Hello all,

I will be posting a position to fill a vacancy in the next week or so. We have two internal candidates (interns for sake of argument); that are both expecting to compete for the position. They have both done well here. But, neither of them really fits what we are looking for (bad fit). I have had several people from other ares come to me to endorse one of them in particular. How do I handle these two individuals through the process? Do we interview both of them out of courtesy? They both have really done a good job in their current role. They just don't fit what we are looking for in this open position (they are qualified/ entry level position).

Any thoughts or advice would be greatly appreciated.


timrutter's picture


What I have done in this situation before is treated all the applicants as one pool of resources. I screen, interview and consider in the same light whether internal or external applicants. The advantage the internal candidate has is that I'm prepared to have the application feedback conversaion with them at the point they drop out of the race.

If they are not worth an interview, don't interview them.

Hope this helps


Kevin1's picture

Give them a chance.

Ask them to formally apply with a Cover Letter and Resume - who knows they might have a history you aren't aware of

Give them an interview

Ask them the same questions you ask external candidates

Documents their responses and your reasons for not offering them the position.

This covers your butt and is totally fair and equitable.

Kind regards


NLewis's picture

Hi Bill -


I've done interviews of internal candidates that I didn't believe fit.  The process usually uncovered things about them that I didn't know before.  For example one candidate had run his own business.  Even if they didn't fit this position my eyes were opened to other possibilities for their advancement.  They might not fit you but they might be a good fit someplace else - possibly even in your department.

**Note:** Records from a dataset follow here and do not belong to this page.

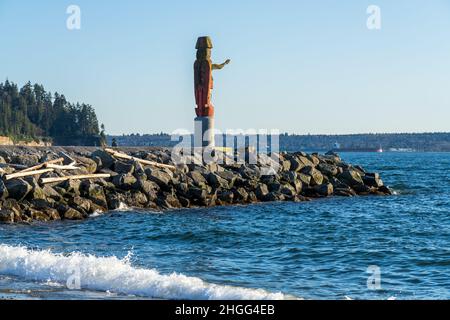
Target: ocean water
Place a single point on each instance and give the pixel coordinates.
(312, 250)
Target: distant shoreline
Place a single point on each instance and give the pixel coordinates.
(389, 142)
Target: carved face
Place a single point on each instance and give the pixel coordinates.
(204, 54)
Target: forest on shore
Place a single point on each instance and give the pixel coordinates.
(31, 112)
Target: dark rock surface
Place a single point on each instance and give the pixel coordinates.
(300, 177)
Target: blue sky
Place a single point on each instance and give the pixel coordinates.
(298, 66)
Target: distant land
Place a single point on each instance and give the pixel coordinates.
(401, 142)
(32, 116)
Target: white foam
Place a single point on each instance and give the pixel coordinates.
(113, 275)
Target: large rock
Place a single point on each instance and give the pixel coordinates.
(351, 177)
(241, 194)
(6, 216)
(324, 189)
(316, 175)
(288, 190)
(51, 193)
(217, 182)
(304, 179)
(18, 189)
(124, 181)
(229, 176)
(72, 214)
(71, 187)
(149, 188)
(3, 191)
(372, 180)
(328, 169)
(95, 193)
(89, 165)
(198, 178)
(124, 167)
(37, 215)
(81, 204)
(107, 161)
(261, 191)
(160, 177)
(226, 196)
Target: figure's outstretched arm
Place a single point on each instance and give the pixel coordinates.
(220, 66)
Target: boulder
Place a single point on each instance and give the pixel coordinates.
(6, 216)
(160, 177)
(274, 196)
(226, 196)
(124, 181)
(149, 188)
(139, 171)
(298, 185)
(71, 187)
(168, 201)
(18, 188)
(328, 169)
(95, 193)
(38, 215)
(351, 177)
(240, 194)
(51, 193)
(3, 191)
(290, 176)
(81, 204)
(372, 180)
(261, 191)
(316, 175)
(89, 165)
(124, 167)
(217, 182)
(229, 176)
(288, 190)
(325, 190)
(107, 161)
(304, 179)
(72, 214)
(198, 179)
(385, 190)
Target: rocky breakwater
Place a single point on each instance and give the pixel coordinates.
(41, 197)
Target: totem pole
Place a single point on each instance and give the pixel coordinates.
(203, 67)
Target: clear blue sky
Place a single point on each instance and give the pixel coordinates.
(297, 66)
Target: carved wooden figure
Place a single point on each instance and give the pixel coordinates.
(203, 80)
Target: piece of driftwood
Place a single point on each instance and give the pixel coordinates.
(13, 165)
(77, 177)
(43, 164)
(27, 173)
(121, 155)
(62, 167)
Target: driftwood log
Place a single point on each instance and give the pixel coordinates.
(27, 173)
(76, 177)
(42, 165)
(121, 155)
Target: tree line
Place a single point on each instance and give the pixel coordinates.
(32, 112)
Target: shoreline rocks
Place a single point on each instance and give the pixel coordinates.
(301, 177)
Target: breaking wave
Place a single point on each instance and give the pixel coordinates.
(111, 274)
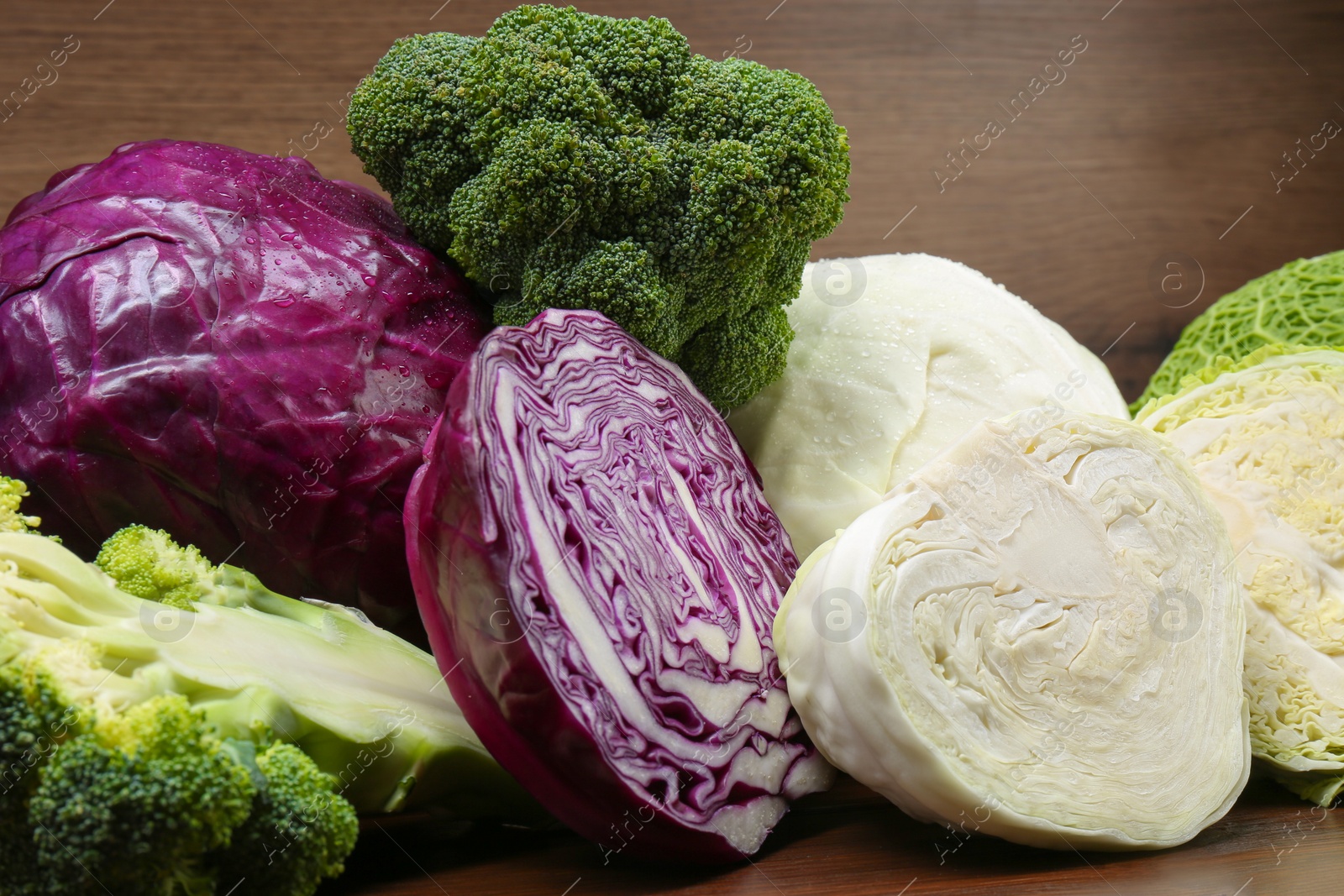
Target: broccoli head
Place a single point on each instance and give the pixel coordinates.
(570, 160)
(1299, 304)
(215, 739)
(11, 495)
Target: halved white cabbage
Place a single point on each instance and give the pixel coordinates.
(1267, 437)
(894, 358)
(1038, 636)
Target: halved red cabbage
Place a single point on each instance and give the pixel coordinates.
(598, 573)
(233, 348)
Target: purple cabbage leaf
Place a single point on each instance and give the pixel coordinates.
(598, 573)
(232, 348)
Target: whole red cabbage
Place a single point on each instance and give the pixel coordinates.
(598, 573)
(233, 348)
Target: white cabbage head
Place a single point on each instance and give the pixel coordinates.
(1038, 636)
(1267, 437)
(894, 358)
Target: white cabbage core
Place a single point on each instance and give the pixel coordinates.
(1054, 641)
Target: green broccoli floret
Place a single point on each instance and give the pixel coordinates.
(11, 495)
(134, 804)
(1299, 304)
(150, 564)
(570, 160)
(299, 832)
(226, 747)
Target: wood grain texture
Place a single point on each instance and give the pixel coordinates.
(1159, 144)
(853, 842)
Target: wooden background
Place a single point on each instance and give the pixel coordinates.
(1164, 144)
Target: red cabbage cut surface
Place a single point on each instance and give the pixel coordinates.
(232, 348)
(598, 573)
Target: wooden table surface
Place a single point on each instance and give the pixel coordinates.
(1166, 143)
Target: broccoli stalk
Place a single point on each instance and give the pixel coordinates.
(222, 741)
(570, 160)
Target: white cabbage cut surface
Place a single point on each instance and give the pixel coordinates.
(1043, 641)
(1267, 437)
(878, 387)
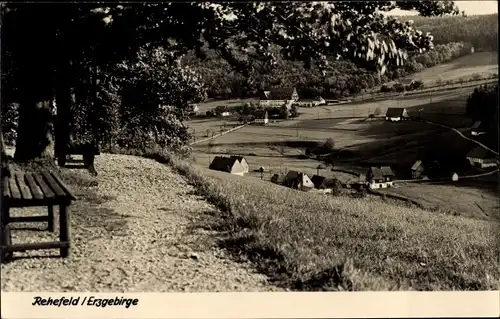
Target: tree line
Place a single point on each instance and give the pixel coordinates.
(113, 73)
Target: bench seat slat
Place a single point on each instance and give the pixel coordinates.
(23, 188)
(14, 190)
(35, 190)
(63, 186)
(53, 184)
(47, 192)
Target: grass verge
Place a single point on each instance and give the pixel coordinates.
(307, 241)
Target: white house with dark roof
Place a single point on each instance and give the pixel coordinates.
(482, 158)
(477, 129)
(277, 97)
(379, 177)
(396, 114)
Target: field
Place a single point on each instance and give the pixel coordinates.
(481, 63)
(360, 142)
(308, 241)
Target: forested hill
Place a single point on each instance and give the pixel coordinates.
(453, 38)
(480, 30)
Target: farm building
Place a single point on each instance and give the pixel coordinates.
(193, 109)
(407, 82)
(320, 182)
(380, 177)
(228, 165)
(278, 179)
(298, 180)
(261, 117)
(477, 129)
(311, 102)
(482, 158)
(417, 169)
(242, 161)
(396, 114)
(278, 97)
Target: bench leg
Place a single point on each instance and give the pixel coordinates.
(5, 241)
(64, 234)
(50, 222)
(5, 236)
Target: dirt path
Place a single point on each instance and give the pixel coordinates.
(138, 236)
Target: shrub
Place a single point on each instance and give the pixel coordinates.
(10, 120)
(329, 145)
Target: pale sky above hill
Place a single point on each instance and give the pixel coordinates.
(470, 8)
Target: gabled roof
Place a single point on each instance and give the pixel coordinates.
(479, 152)
(278, 178)
(318, 180)
(416, 165)
(387, 171)
(239, 158)
(260, 114)
(220, 163)
(292, 175)
(278, 94)
(395, 112)
(476, 125)
(376, 172)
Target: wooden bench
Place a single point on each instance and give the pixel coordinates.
(34, 189)
(88, 151)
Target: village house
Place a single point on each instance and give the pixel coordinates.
(311, 102)
(396, 114)
(228, 165)
(261, 117)
(482, 158)
(278, 97)
(407, 82)
(477, 129)
(298, 180)
(243, 162)
(193, 109)
(417, 169)
(278, 179)
(379, 177)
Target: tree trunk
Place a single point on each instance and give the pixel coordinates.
(64, 101)
(34, 139)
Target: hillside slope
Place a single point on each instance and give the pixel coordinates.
(312, 242)
(135, 231)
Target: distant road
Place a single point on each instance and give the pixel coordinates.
(463, 136)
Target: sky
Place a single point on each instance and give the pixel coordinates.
(470, 7)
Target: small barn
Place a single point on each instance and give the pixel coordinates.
(298, 180)
(243, 162)
(278, 179)
(482, 158)
(380, 177)
(320, 182)
(396, 114)
(228, 165)
(417, 169)
(278, 96)
(261, 117)
(477, 129)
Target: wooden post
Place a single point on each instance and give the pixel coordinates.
(50, 223)
(64, 234)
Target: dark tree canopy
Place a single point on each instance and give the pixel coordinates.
(50, 48)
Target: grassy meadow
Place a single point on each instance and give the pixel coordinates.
(307, 241)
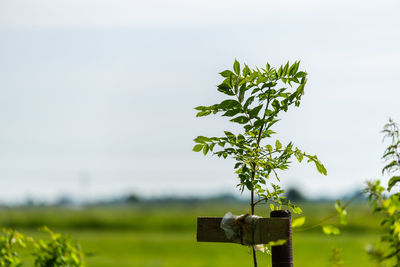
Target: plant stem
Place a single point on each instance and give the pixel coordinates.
(252, 204)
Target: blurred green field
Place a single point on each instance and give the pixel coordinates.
(165, 235)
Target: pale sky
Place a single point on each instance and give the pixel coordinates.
(97, 96)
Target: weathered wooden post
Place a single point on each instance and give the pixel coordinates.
(282, 256)
(265, 230)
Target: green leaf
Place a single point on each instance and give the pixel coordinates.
(298, 222)
(254, 112)
(230, 135)
(198, 147)
(320, 167)
(330, 230)
(240, 119)
(226, 73)
(242, 91)
(236, 67)
(205, 149)
(246, 70)
(232, 112)
(228, 104)
(278, 145)
(299, 155)
(393, 181)
(248, 102)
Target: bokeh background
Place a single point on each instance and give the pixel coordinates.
(96, 109)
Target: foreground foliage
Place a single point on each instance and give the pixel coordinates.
(56, 251)
(255, 100)
(386, 200)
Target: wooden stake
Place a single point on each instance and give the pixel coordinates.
(271, 229)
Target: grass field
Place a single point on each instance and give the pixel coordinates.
(154, 235)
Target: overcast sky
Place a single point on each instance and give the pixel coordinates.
(97, 97)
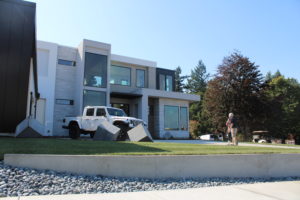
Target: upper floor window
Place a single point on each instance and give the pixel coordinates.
(120, 75)
(66, 62)
(175, 118)
(140, 78)
(101, 112)
(169, 83)
(94, 98)
(165, 82)
(90, 112)
(95, 70)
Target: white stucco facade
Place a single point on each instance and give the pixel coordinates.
(64, 87)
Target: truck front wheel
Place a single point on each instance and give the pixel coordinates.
(74, 131)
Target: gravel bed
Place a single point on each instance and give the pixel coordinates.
(25, 182)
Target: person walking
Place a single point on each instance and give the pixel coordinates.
(232, 127)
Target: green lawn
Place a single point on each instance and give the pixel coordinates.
(87, 147)
(287, 145)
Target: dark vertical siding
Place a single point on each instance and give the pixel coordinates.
(17, 25)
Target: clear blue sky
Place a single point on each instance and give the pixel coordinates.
(180, 32)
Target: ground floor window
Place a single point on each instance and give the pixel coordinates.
(175, 118)
(94, 98)
(122, 106)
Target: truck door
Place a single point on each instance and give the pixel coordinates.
(88, 119)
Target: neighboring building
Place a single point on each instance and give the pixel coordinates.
(18, 69)
(72, 78)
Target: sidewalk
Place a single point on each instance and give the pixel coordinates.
(260, 191)
(225, 143)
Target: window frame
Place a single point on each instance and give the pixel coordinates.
(136, 78)
(178, 118)
(104, 84)
(187, 118)
(129, 75)
(71, 102)
(89, 90)
(166, 78)
(103, 111)
(72, 63)
(86, 112)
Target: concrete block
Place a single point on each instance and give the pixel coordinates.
(29, 128)
(139, 134)
(106, 132)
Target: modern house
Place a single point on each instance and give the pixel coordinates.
(18, 69)
(71, 78)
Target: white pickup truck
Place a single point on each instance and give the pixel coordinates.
(93, 116)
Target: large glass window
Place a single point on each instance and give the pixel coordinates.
(140, 78)
(171, 117)
(183, 118)
(120, 75)
(169, 83)
(94, 98)
(165, 82)
(95, 70)
(162, 82)
(122, 106)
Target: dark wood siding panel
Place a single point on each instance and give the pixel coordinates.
(13, 71)
(5, 24)
(26, 52)
(17, 25)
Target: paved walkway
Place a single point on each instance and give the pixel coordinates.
(261, 191)
(225, 143)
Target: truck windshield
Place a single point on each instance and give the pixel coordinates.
(116, 112)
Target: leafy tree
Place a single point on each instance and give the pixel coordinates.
(236, 88)
(270, 76)
(179, 80)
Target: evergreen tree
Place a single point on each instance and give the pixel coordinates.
(284, 99)
(197, 82)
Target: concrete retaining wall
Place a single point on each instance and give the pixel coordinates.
(260, 165)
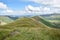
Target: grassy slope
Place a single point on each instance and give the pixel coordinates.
(30, 30)
(5, 19)
(40, 19)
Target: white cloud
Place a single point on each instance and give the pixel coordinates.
(3, 6)
(37, 10)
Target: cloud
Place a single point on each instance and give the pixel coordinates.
(37, 10)
(3, 6)
(53, 3)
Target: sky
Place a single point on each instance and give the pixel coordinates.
(29, 7)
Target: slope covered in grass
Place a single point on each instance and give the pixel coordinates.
(5, 19)
(44, 21)
(28, 29)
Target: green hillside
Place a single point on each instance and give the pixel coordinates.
(5, 19)
(28, 29)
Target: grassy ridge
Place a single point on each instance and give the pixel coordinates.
(29, 30)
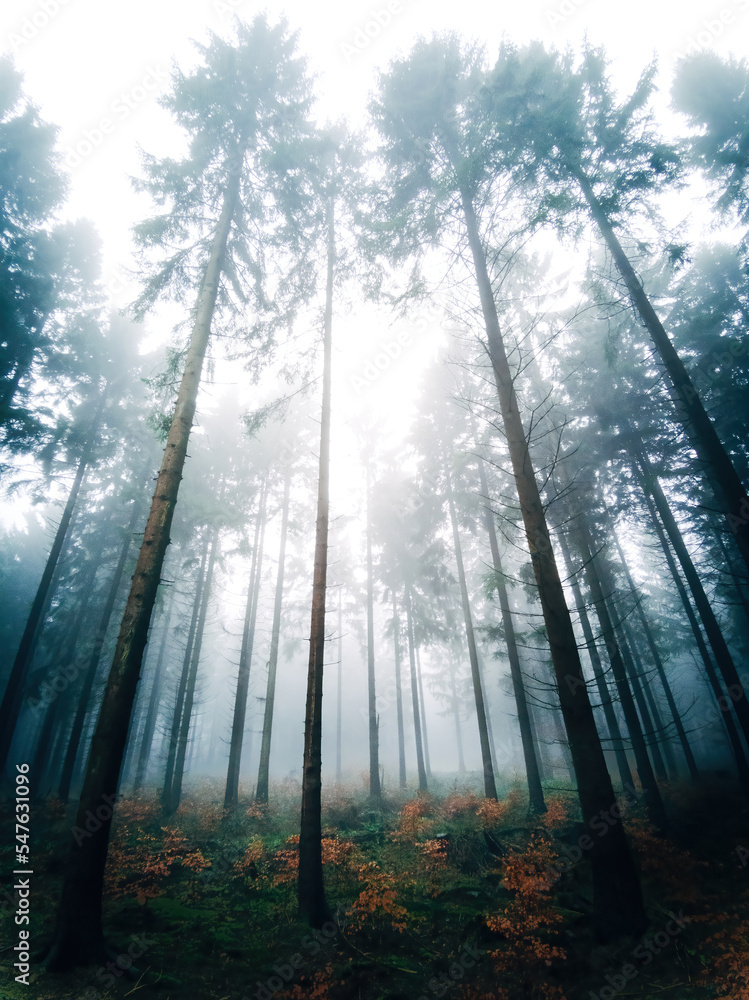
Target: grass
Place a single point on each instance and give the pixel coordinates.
(434, 897)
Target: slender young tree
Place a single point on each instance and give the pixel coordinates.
(398, 695)
(373, 719)
(261, 793)
(536, 800)
(231, 794)
(311, 890)
(490, 788)
(174, 794)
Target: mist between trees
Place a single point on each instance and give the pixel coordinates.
(431, 516)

In all cases we held a feedback meeting after the hire.  I candidly explained why they didn't get position, offered tips for how they could improve to increase their chances for future advancement, and in a couple cases offered to sit down with them and help them revamp their resume'.

For this most part this led to a stronger relationship with the candidate.  At least one left the company shortly thereafter but is still part of my network.

The biggest downside is their advocates.  If their are people championing them then those people are likely to view whoever gets the position with a touch of negativity.  This can be problematic and at least one case caused me some serious political headaches.


Hope this helps!


wdroddy's picture

Thank you to everyone for your responses.  They are much appreciated and I believe they will help me through this process.  Any advice on how to handle them leading into the search?  I had considered sitting with them to discuss their interest in the position and let them know that we plan to have a fair and open process.  I would further encourage them to apply.  Any thoughts on this specifically?  

- Bill

dana's picture

Don't give them any preferential treatment! If they apply, they apply. If they don't, they don't. In fact, you can cite fair hiring standards here - if they approach you in the office to talk about the job, you can shrug and say "I'm sure you can understand that we're running an open hiring process! I'm glad you're thinking of applying and I look forward to reviewing your resume and cover letter."

If you don't think you want to hire them - why would you encourage them to apply? That seems to me to be leading them down a path that you don't intend. 

Tressie William's picture

You can simply tell them that they are doing best for the company and you really want them to work from the current position.